The field of H-IoT is emerging with enormous potential to empower various technologies. 
Smart cities and advanced manufacturing are a few of the fields where H-IoT is currently used. 
The issue with H-IoT is that it uses a lot of energy when transmitting data, which makes it 
difficult to scale. To overcome such issues, a hybrid approach of CrayFish Optimization (CFO) 

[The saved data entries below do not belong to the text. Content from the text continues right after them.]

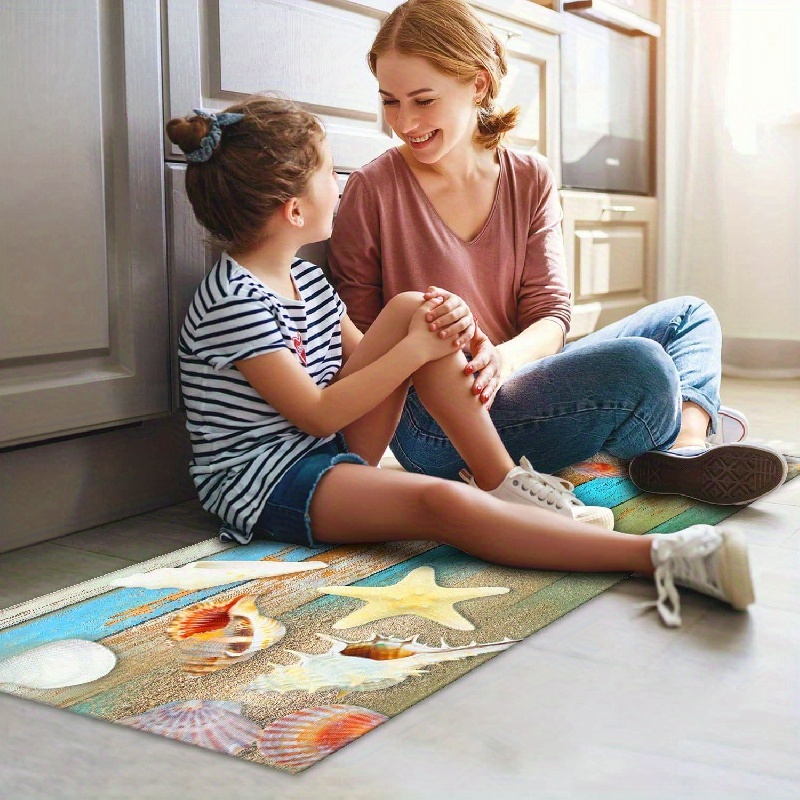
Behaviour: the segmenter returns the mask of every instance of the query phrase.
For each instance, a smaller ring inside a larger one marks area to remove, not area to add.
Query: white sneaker
[[[650,558],[655,567],[658,609],[664,624],[681,624],[681,601],[675,588],[685,586],[743,610],[755,600],[744,537],[712,525],[692,525],[677,533],[653,537]]]
[[[578,522],[599,525],[609,531],[614,530],[614,514],[610,508],[585,506],[572,493],[575,487],[569,481],[557,478],[555,475],[536,472],[525,456],[519,463],[520,465],[514,467],[496,489],[487,494],[508,503],[537,506],[565,517],[572,517]],[[479,488],[472,475],[465,469],[459,474],[470,486]]]
[[[747,436],[750,426],[747,417],[738,409],[720,406],[717,414],[717,432],[708,437],[712,444],[741,442]]]

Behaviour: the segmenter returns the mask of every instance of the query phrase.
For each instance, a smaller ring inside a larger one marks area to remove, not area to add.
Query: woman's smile
[[[428,131],[427,133],[423,133],[422,136],[406,135],[406,139],[411,147],[413,147],[415,150],[420,150],[423,147],[427,147],[433,141],[437,133],[439,133],[438,128]]]

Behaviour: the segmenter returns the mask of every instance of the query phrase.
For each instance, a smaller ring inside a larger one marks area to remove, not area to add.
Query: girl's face
[[[488,77],[462,83],[443,75],[420,56],[390,51],[375,64],[386,122],[417,161],[434,164],[454,148],[471,148],[477,130],[475,100]]]
[[[300,198],[303,205],[303,235],[305,240],[321,242],[330,238],[333,228],[333,212],[339,199],[339,185],[333,171],[331,146],[327,139],[319,144],[322,162],[306,185]]]

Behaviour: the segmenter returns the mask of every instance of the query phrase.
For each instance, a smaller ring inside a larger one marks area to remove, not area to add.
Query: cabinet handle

with FCM and Restricted Boltzmann Machine (RBM) with Soft Sign Activation (SSA) has 
been proposed. Initially, Node initialization lays the foundation by configuring individual 
sensor nodes for network participation. After initialization, Fuzzy C Means clustering 
optimizes data aggregation by categorizing nodes into clusters based on similarity. Gathering 
Neighbor Node Traffic Data (NNTD) provides insights into communication patterns. Based 
on the threshold of NNTD node localization is done that enhances network accuracy by 
pinpointing sensor node locations. Integration of CFO into clustering with localization further 
improves cluster head selection for optimal data routing. Classification through the RBM with 
SSA function enhances anomaly detection with data analysis for optimizing energy utilization 
in heterogeneous IoT environments. The “combined CFO-FCM and SSA-RBM” has been 
implemented in MATLAB and achieved an accuracy of 94.50 %. As a result, the overall 
performance of the system is improved.